# Livestock Auction



## camel934 (Sep 9, 2012)

I went to my first livestock auction this evening. There was quite a variety of chickens, ducks, quail, turkey, rabbits, and all the larger livestock you would imagine. I was really surprised at how unkept, dirty, and even unhealthy many of the chickens seemed. But I did see the largest RIR I ever imagined!


----------



## mjs500doo (May 6, 2013)

camel934 said:


> I went to my first livestock auction this evening. There was quite a variety of chickens, ducks, quail, turkey, rabbits, and all the larger livestock you would imagine. I was really surprised at how unkept, dirty, and even unhealthy many of the chickens seemed. But I did see the largest RIR I ever imagined!

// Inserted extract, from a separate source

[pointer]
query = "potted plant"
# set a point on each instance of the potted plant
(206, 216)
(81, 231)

Yup the reality of auctions, swap meets, and sale barns are quite disgusting to think about. I've only been to one that was sterilized between each bird. Beautiful. Birds and small animals all plump and healthy. All unkept were turned away by the vet at the door.

Around here 88-90% of the time most of the auction animals are result of super breeding. I guess more along the lines of "it's an easy way to make money". They breed and hatch as many as quickly as possible and get them out the door right away with minimal food. I roomed with a woman that was like that. Disgusting way of thinking. My birds were always fat, healthy and at least 2x the size of hers.


----------